9月2日、14時から鬼無里活性化センターにて、鬼無里住民自治協議会主催「鬼無里地区元気なまちづくり市民会議」に参加。市民会議は、各自治協議会が主催しており、なるべく参加したいと考えている。
    小泉はこの「市民会議」のあり方に、ちょっと疑問を感じている。まず、市による会議録が作成されていない。市が主催した会議ではないからというのが、その理由だ。
    自治協議会主催とはいうものの、次第構成はどの市民会議も、殆どいっしょ。名称からして「元気なまちづくり市民会議」と統一されているのは、自主的な運営を旨とする自治協議会の趣旨にそぐわない。市行政が、その意向に沿った統一規格の市民会議「主催」を各自治協議会に期待し、各自治協議会はそれに応えている。要するに市の宣伝活動の場を、各自治協が設定させられているのだ。議論の場ではなく。
    この日、鷲澤正一市長は自ら第一庁舎と市民会館のプランを説明したが、冒頭でそのまま「宣伝」と称していた。こういう言葉を、こういう場で用いるセンスに、この人の分かりやすさがある。市民の意見を容れる気持ちがあれば、こういう言葉は使わない。

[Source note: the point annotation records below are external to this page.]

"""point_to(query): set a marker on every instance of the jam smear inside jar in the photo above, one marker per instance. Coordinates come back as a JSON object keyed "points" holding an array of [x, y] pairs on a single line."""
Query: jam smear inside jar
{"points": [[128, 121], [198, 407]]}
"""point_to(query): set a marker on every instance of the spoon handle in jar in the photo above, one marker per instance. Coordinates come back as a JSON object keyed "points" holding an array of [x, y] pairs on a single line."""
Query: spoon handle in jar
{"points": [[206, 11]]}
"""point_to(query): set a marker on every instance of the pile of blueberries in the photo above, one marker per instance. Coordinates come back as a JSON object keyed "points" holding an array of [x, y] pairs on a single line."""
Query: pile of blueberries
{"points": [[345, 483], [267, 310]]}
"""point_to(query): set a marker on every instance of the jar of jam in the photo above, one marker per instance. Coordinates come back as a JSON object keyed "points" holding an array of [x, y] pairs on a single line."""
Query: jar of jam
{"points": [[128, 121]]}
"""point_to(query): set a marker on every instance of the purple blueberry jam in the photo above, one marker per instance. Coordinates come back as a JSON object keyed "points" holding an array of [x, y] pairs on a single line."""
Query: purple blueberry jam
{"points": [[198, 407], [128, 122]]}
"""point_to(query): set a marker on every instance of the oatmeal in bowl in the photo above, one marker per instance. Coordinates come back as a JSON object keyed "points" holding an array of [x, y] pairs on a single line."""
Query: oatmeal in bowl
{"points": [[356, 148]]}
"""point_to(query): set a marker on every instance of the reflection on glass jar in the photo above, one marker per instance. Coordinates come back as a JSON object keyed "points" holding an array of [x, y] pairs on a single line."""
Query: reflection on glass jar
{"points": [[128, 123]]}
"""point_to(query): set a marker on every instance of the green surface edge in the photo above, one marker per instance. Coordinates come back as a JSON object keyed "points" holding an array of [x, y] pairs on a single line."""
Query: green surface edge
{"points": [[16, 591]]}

    自由討議において、奥裾花小水力発電施設整備事業には、財源に合併特例債を投入して実現してほしい、合併した旧町村において用いられるべき財源ではないかとの、住民からの提案があった。
    鷲澤市長は、これを「間違った考え」と罵倒。合併特例債は、合併市町村で用いられる財源で、旧市で用いることに問題ないとする趣旨の発言を行った。
    小泉は、これに対し次のように反論。
    「合併特例債は、合併建設計画により用いられるべき財源。合併建設計画序論には、こうある。『この計画は、原則として大岡村、豊野町、戸隠村及び鬼無里村の区域を対象とし、長野市の区域においても新市の一体化の促進などに有益となる事業は対象とします』と。従って、『間違っている』とまで言うのは、明らかに間違っている」
    鷲澤氏はさらに「色々な意見がある...」などと反論したが、小泉はそれ以上は言わなかった。鬼無里住民のための市民会議であり、小泉と市長の対決に多くの時間を割いては、申し訳ないとの思いからだ。

    経費がかさむとして見直された、当初12kw/h出力で計画された奥裾花小水力発電構想について、鷲澤市長は「鬼無里住民の意見を聴きながら作った」と事実誤認の発言。「聴いてない」という住民のブーイングにも、「聴いたと私は認識している」などと強弁。計画見直しに対する市長の見解を注目していた住民は、失望していた。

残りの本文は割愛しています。